Visualizing complex structures using Graphviz

The Graphviz [1] program has long been well-established in the open source landscape (see the "Out of Bell Labs" box). In many cases, this tool does its job unnoticed in the background, for example, automatically generating images on a web server from a database via a script.

Out of Bell Labs

The Graphviz cross-platform visualization software is originally from AT&T and their Bell Labs. The software has been around since 1988, is under Eclipse Public License (EPL) [2], and runs under Linux, Solaris, Windows, and Mac OS X. Stable releases are available for all distributions.

The AsciiDoc [3] markup language has the ability to embed Graphviz data directly. The compiler automatically interprets the code sections into corresponding graphs.

Plugins are available for Doxygen [4] and many wiki platforms. Graphviz also has a presence in Puppet [5], and it is used for creating resource graphs.
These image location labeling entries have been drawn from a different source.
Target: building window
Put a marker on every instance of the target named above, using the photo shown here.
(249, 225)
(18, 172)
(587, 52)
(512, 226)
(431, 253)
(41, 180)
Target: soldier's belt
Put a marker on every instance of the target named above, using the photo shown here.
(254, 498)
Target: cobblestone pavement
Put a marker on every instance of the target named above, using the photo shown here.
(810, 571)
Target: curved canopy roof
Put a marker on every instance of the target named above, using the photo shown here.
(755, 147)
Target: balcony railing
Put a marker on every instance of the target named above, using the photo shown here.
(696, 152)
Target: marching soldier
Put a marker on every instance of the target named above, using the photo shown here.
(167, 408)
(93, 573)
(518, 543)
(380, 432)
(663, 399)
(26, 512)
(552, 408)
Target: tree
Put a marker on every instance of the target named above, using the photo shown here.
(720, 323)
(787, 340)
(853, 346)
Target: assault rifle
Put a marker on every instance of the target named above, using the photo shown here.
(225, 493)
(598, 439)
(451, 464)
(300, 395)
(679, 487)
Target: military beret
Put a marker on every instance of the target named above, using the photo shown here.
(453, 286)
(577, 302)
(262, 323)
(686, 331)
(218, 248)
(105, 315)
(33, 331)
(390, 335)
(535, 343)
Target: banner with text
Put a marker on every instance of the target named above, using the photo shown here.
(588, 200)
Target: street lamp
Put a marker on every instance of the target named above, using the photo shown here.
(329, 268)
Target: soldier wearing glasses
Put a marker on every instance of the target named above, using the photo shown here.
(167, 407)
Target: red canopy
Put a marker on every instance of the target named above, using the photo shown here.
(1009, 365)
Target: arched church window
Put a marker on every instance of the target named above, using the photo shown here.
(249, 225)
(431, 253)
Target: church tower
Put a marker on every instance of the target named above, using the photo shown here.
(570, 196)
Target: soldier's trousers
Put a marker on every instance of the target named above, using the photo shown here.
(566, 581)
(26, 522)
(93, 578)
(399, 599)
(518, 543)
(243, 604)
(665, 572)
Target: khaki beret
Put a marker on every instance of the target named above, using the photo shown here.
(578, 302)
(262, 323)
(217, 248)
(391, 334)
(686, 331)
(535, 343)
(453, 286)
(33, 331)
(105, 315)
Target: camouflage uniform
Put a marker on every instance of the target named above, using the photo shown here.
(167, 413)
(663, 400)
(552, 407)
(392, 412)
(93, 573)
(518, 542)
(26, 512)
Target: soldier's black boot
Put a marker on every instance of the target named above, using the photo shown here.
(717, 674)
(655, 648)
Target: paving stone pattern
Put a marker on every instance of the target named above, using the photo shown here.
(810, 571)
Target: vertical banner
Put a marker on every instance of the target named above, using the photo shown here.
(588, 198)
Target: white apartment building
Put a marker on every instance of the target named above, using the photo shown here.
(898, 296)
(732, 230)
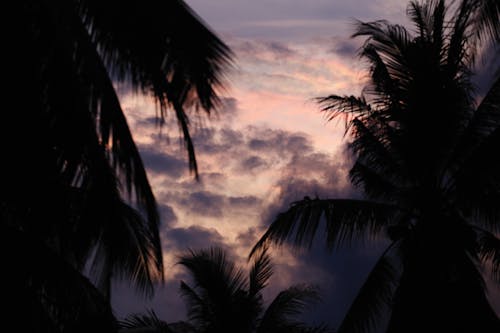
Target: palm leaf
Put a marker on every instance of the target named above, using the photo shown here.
(288, 303)
(213, 273)
(50, 287)
(260, 272)
(373, 298)
(180, 61)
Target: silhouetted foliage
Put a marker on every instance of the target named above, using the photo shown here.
(426, 145)
(74, 193)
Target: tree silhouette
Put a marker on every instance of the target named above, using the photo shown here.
(222, 300)
(426, 145)
(74, 193)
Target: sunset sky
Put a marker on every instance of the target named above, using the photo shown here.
(266, 147)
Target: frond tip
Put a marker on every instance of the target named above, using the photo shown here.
(345, 220)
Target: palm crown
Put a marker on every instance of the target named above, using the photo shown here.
(223, 300)
(75, 194)
(425, 146)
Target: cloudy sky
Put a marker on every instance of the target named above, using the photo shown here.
(268, 146)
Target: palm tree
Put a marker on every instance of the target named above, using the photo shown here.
(74, 193)
(223, 300)
(426, 145)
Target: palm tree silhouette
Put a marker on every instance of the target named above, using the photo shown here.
(223, 300)
(426, 158)
(74, 193)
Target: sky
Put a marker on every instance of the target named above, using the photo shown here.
(267, 146)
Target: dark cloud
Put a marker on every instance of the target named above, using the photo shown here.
(248, 238)
(264, 139)
(167, 214)
(259, 48)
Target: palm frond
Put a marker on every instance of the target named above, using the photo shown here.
(288, 303)
(487, 15)
(162, 48)
(373, 298)
(199, 311)
(345, 219)
(349, 106)
(48, 285)
(260, 272)
(126, 249)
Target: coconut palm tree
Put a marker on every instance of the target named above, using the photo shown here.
(425, 143)
(74, 192)
(223, 300)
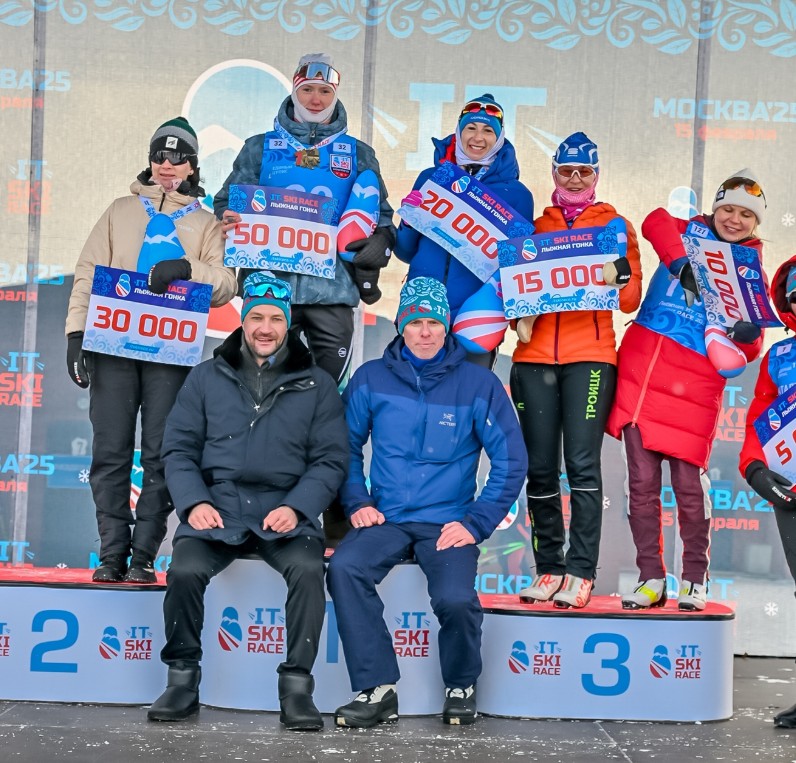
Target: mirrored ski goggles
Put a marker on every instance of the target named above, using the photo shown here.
(752, 187)
(492, 110)
(175, 158)
(267, 289)
(567, 171)
(318, 71)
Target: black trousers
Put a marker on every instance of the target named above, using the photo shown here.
(328, 331)
(195, 561)
(564, 405)
(120, 388)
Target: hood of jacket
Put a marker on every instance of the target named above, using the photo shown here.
(777, 292)
(298, 359)
(504, 169)
(310, 133)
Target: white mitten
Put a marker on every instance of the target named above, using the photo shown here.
(525, 327)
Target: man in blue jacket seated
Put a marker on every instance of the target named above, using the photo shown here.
(255, 448)
(428, 414)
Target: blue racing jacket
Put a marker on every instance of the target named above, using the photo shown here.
(427, 430)
(426, 258)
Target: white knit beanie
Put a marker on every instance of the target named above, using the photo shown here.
(742, 189)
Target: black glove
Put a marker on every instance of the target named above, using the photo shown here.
(367, 282)
(617, 273)
(770, 485)
(372, 252)
(167, 271)
(76, 360)
(744, 332)
(689, 284)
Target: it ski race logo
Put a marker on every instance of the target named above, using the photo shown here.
(229, 632)
(518, 659)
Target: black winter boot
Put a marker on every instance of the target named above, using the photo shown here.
(181, 698)
(369, 707)
(297, 711)
(786, 719)
(141, 570)
(111, 570)
(460, 707)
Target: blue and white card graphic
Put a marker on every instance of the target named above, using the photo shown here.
(776, 431)
(127, 320)
(466, 218)
(731, 282)
(283, 229)
(561, 270)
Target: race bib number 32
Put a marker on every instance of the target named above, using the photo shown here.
(125, 319)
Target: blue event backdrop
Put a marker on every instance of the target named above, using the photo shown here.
(677, 96)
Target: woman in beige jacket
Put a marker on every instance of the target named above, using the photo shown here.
(125, 237)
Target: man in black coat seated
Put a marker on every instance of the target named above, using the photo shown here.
(255, 448)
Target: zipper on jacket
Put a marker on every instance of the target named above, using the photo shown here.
(555, 338)
(647, 376)
(447, 269)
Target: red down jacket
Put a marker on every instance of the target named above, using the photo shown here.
(673, 394)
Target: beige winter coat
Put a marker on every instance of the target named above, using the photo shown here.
(118, 235)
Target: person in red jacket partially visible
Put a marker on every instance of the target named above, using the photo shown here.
(669, 394)
(777, 377)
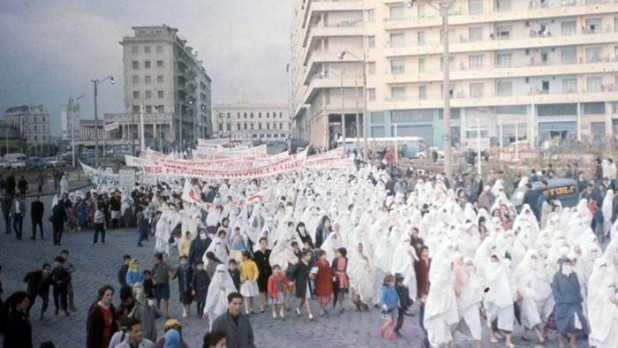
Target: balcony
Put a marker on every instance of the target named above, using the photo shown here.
(493, 72)
(462, 100)
(519, 11)
(492, 44)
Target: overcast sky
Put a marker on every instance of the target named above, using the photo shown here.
(50, 50)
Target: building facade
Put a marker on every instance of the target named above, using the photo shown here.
(164, 80)
(70, 120)
(268, 122)
(32, 122)
(534, 70)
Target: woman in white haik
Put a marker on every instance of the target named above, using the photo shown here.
(469, 293)
(535, 295)
(603, 315)
(499, 299)
(441, 306)
(220, 286)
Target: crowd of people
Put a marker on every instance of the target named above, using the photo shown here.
(457, 251)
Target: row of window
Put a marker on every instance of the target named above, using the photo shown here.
(147, 49)
(148, 94)
(135, 79)
(251, 115)
(568, 55)
(504, 88)
(146, 64)
(251, 126)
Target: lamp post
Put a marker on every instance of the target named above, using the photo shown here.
(365, 117)
(443, 7)
(96, 83)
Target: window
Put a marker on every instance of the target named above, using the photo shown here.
(504, 88)
(398, 93)
(398, 66)
(421, 38)
(593, 25)
(594, 54)
(503, 60)
(397, 40)
(396, 12)
(503, 5)
(569, 27)
(569, 55)
(371, 68)
(503, 32)
(422, 92)
(476, 90)
(371, 94)
(569, 85)
(475, 34)
(594, 84)
(476, 62)
(475, 6)
(371, 41)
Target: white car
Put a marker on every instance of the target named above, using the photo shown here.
(15, 164)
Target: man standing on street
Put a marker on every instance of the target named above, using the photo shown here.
(18, 209)
(235, 324)
(37, 209)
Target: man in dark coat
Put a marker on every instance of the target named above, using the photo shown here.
(37, 209)
(38, 286)
(198, 247)
(235, 324)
To prepare directed and undirected graphs (see also the "Graph Types" box), the command-line tools dot , neato , fdp , circo , and twopi can help. These are all part of the Graphviz package, and they use specific algorithms from graph theory to reduce edge lengths, separate subgraphs, and recognize connectivity components [6].

Graph Types

A graph consists of a set of nodes and edges, with an edge always connecting two nodes. There are two types of graphs: undirected and directed. With an undirected graph, the edges don't indicate a direction. With a directed graph, all edges have a direction. This direction is what leads your eye, like a one-way street.

Workflow

You first use a text editor to describe the elements and their interdependencies and save this as a text file.

The next step is translating the data with one of the aforementioned tools into an output format (e.g., GIF, PNG, SVG, PDF, or Postscript). The following command creates a PNG file from graph.dot :

$ dot -Tpng graph.dot -o graph.png

Building the dot file is quite easy. First, you define a graph (Listing 1, line 1). The keyword digraph creates a directed graph. Always remember the curly bracket after the keyword.

Listing 1

Build a Dot File

01 digraph G {
02 A -> B [style=dotted];
03 A -> C [color=red, label="A Label"];
04 C [shape=box, style=filled, color="0.7 0.7 1.0"];
05 B -> C;
06 }

In the lines that follow, you specify the three nodes A, B, and C with corresponding attributes to create the nodes and edges. Each line ends with a semicolon. For the node name, you can use either an identifier (as in the C programming language), a number, or a quoted string.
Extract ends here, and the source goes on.